Investors will be watching closely when Shopify releases its third-quarter financial results before the market open on Tuesday, Oct. 29. Let's take a look at several areas that will be of keen interest to shareholders when Shopify reports earnings.
Slowing revenue growth
One of the areas of interest for investors is Shopify's revenue growth, as it was inevitable that its breakneck pace would eventually slow. In the second quarter, revenue growth decelerated to 48% year over year -- still enviable by any measure -- but down from 62% in the prior-year period.
Investors will be watching to see that Shopify's growth doesn't slow too quickly.

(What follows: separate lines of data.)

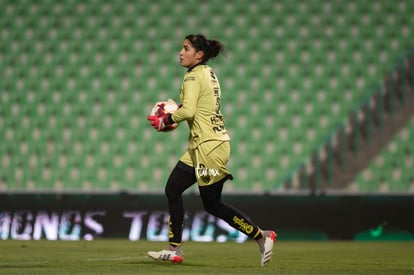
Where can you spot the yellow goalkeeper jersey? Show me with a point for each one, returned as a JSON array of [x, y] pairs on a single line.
[[200, 98]]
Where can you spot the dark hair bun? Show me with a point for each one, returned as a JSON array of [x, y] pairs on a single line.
[[211, 48]]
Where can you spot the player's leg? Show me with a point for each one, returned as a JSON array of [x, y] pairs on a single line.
[[211, 161], [181, 178], [211, 198]]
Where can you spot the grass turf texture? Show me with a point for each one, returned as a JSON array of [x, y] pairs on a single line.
[[125, 257]]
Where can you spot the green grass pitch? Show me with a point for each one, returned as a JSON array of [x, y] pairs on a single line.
[[125, 257]]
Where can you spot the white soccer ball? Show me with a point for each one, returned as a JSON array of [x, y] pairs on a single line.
[[165, 107]]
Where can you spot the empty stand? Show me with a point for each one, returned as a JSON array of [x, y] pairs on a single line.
[[79, 77]]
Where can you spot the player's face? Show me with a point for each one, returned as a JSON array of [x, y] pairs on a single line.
[[189, 56]]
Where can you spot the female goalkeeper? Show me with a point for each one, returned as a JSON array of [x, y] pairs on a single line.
[[205, 160]]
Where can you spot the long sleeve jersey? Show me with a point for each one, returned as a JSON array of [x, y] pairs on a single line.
[[200, 97]]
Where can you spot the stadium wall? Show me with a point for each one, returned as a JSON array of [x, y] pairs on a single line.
[[143, 216]]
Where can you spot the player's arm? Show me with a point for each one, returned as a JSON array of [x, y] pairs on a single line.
[[191, 91]]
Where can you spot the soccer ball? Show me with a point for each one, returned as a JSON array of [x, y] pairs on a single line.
[[165, 107]]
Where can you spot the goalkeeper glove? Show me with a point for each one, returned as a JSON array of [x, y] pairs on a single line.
[[160, 122]]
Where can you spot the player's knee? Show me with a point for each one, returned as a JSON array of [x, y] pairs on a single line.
[[212, 208]]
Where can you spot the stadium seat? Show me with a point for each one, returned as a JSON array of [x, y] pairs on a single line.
[[81, 76]]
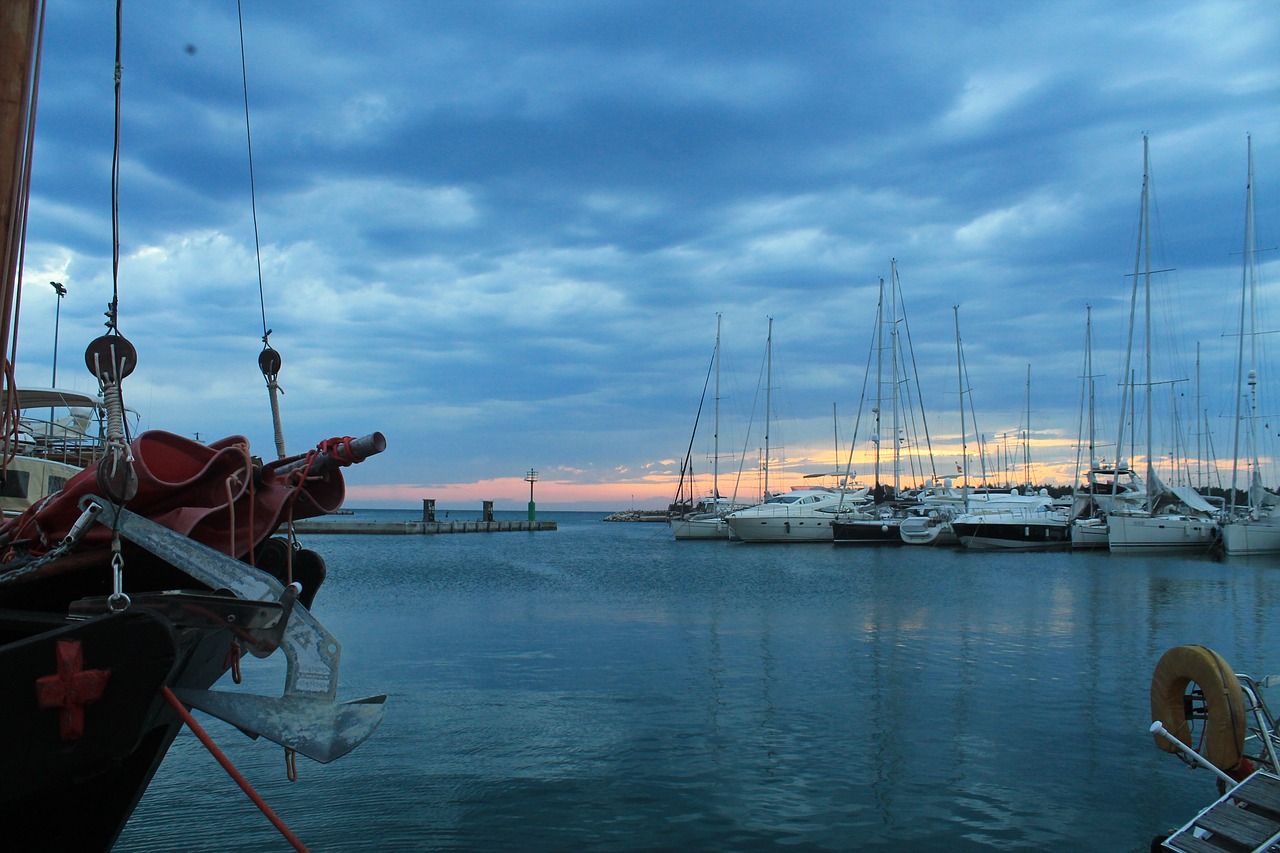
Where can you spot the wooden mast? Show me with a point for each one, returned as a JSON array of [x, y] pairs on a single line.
[[17, 122]]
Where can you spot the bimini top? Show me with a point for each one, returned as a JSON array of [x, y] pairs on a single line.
[[56, 398]]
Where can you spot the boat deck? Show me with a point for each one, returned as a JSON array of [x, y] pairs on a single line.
[[1246, 819]]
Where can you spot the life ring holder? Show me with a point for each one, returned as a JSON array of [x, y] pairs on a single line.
[[1223, 740]]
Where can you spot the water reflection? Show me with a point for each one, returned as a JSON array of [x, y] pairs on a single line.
[[604, 688]]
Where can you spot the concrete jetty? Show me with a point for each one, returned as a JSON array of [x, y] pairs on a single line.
[[411, 528], [430, 525]]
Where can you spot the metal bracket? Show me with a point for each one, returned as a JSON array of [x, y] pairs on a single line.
[[311, 651]]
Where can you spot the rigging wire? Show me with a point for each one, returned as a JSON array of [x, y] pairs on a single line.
[[268, 360]]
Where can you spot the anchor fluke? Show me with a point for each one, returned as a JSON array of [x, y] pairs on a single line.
[[315, 728]]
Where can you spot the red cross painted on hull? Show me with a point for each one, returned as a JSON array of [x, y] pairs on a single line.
[[71, 689]]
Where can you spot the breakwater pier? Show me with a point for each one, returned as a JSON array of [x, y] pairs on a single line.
[[406, 528], [429, 524]]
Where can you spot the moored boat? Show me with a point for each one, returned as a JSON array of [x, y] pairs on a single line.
[[127, 591], [801, 515]]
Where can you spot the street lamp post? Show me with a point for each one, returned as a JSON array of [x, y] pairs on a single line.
[[531, 478], [58, 320]]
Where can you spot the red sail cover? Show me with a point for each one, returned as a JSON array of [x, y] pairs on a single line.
[[201, 491]]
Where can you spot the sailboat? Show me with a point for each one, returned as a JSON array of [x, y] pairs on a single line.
[[799, 515], [881, 521], [707, 519], [1253, 528], [136, 584], [1170, 516], [1105, 484]]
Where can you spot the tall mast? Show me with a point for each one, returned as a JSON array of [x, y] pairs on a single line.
[[19, 22], [1247, 319], [1146, 296], [1127, 384], [880, 381], [716, 432], [768, 401], [964, 438], [1027, 436], [894, 296]]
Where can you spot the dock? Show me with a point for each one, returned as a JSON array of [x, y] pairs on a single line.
[[1244, 819], [423, 528]]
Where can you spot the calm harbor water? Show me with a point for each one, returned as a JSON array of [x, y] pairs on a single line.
[[606, 688]]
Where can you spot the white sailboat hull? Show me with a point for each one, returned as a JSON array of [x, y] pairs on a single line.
[[1089, 533], [1130, 533], [795, 528], [713, 528], [1252, 537]]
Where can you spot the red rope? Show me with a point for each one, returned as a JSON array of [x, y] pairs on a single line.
[[231, 769]]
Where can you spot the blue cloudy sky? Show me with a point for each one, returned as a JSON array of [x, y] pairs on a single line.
[[501, 232]]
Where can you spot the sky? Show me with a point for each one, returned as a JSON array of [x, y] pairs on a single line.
[[503, 233]]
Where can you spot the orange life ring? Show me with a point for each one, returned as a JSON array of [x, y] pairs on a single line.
[[1224, 701]]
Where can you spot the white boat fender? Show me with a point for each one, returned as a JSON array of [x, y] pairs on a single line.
[[1223, 740]]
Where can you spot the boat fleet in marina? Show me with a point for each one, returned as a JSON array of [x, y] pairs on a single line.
[[1112, 506]]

For the third quarter, the company has forecast revenue in a range of $377 million to $382 million, which would represent growth between 40% and 41%. Wall Street clearly believes Shopify can do better, with analysts' consensus estimate parked at $384.51 million, above the high end of management's forecast.
For all its revenue growth, Shopify has yet to produce a profit, something investors will eventually want to see. For the second quarter, the company reported a GAAP net loss of $28.7 million, even wider than the $24 million it lost in the prior-year period. This resulted in a loss per share of $0.26.

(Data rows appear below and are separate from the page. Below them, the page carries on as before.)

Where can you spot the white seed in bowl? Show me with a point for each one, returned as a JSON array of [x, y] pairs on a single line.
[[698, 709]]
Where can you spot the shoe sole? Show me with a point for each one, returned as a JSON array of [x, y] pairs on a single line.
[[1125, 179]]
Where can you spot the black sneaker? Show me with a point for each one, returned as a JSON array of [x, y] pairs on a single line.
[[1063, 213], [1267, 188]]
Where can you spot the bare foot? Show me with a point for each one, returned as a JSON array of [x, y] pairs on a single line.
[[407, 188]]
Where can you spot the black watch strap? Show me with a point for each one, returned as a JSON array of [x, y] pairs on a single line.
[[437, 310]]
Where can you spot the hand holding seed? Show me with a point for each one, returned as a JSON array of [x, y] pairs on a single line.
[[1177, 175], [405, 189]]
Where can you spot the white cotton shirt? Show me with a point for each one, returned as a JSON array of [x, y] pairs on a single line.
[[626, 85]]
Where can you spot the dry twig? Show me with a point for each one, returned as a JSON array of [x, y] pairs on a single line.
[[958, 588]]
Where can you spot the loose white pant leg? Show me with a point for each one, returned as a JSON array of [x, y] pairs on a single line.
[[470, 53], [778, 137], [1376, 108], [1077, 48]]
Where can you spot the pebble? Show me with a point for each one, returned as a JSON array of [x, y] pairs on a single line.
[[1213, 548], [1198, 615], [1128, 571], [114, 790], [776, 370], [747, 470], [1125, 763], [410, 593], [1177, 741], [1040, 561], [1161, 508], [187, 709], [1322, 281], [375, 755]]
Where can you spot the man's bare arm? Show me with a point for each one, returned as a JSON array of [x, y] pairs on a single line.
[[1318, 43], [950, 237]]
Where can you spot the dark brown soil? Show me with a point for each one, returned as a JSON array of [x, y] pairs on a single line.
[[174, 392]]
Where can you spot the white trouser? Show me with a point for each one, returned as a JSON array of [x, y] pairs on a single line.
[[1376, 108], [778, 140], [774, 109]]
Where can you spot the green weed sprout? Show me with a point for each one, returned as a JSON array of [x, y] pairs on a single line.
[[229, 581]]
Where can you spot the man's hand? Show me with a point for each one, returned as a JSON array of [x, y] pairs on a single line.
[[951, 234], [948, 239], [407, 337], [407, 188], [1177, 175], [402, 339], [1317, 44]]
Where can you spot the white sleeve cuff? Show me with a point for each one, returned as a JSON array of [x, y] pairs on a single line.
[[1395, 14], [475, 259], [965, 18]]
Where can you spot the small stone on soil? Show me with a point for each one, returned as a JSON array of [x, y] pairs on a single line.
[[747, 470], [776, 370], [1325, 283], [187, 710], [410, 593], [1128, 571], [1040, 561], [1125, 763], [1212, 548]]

What's causing the mounting losses? Shopify is squarely in investment mode as it works to expand its growing empire. In recent quarters, the company has improved Shopify Plus -- its platform that caters to enterprise-level businesses -- and increased its native language capabilities, offering its services in 11 new languages, bringing the total to 18. In addition, Shopify is increasing the number of tools it provides to help merchants succeed and expanding the capabilities of its point-of-sale software. The company is also moving into fulfillment (more on that below).
These initiatives come at a cost as Shopify continues to invest heavily in its growth. At some point, investors will want to see real profits, and will eventually grow impatient.

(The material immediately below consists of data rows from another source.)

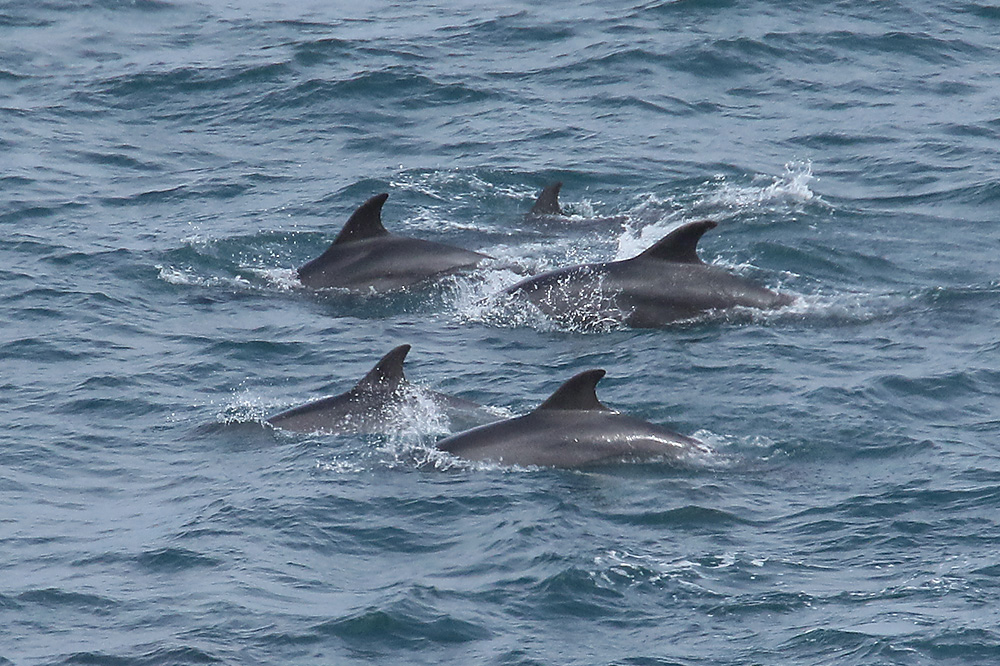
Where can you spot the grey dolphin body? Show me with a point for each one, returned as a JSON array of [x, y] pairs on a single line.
[[547, 209], [570, 429], [547, 202], [666, 283], [366, 257], [374, 404]]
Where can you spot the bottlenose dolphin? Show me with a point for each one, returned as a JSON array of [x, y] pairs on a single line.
[[374, 404], [666, 283], [366, 257], [571, 429], [547, 209], [548, 202]]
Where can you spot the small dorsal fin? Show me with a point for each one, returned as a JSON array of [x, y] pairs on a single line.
[[548, 201], [578, 393], [366, 222], [681, 244], [387, 373]]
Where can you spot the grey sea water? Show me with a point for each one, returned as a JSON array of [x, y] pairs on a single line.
[[167, 165]]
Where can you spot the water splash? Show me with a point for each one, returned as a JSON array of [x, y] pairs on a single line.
[[790, 188]]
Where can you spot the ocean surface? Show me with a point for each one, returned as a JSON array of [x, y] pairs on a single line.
[[166, 165]]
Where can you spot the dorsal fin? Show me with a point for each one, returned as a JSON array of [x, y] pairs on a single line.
[[578, 393], [681, 244], [548, 201], [366, 222], [387, 373]]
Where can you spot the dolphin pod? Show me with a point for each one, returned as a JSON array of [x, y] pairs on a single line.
[[374, 404], [666, 283], [571, 429], [366, 257]]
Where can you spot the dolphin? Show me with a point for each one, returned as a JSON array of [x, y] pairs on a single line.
[[547, 209], [374, 404], [547, 202], [365, 257], [571, 429], [666, 283]]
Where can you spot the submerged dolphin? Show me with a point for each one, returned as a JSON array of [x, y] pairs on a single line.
[[666, 283], [366, 257], [548, 202], [547, 209], [374, 404], [570, 429]]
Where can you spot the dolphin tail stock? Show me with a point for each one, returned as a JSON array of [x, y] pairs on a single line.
[[681, 244], [548, 201], [578, 393]]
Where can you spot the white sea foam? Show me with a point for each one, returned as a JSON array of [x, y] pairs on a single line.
[[186, 277], [791, 187]]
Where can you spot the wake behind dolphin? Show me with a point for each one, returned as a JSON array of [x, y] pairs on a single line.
[[366, 257], [571, 429], [665, 284]]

Growing fulfillment ambitions
Over the past several months, Shopify has made some moves that illustrate the company's growing interest in fulfillment.
At its Shopify Unite conference in June, the company debuted the Shopify Fulfillment Network, in a clear nod to e-commerce leader Amazon.com. Shopify said the service would be available to qualifying merchants in the U.S. and would consist of a network of dedicated fulfillment centers. The system would also use artificial intelligence to determine the optimal inventory level at each warehouse, as well as to more efficiently route orders from each fulfillment center by calculating the distance to each delivery location.
An even more important announcement came last month when Shopify acquired privately held 6 River Systems, a leading provider of collaborative warehouse fulfillment solutions, in a deal valued at $450 million. The company provides "flexible and scalable warehouse automation powered by collaborative robots and artificial intelligence."
Taken together, these two recent developments establish a clear pattern, showing that Shopify is making a strategic move into Amazon's logistics and delivery arena. Investors should watch for any updates regarding the company's ambitious fulfillment plans.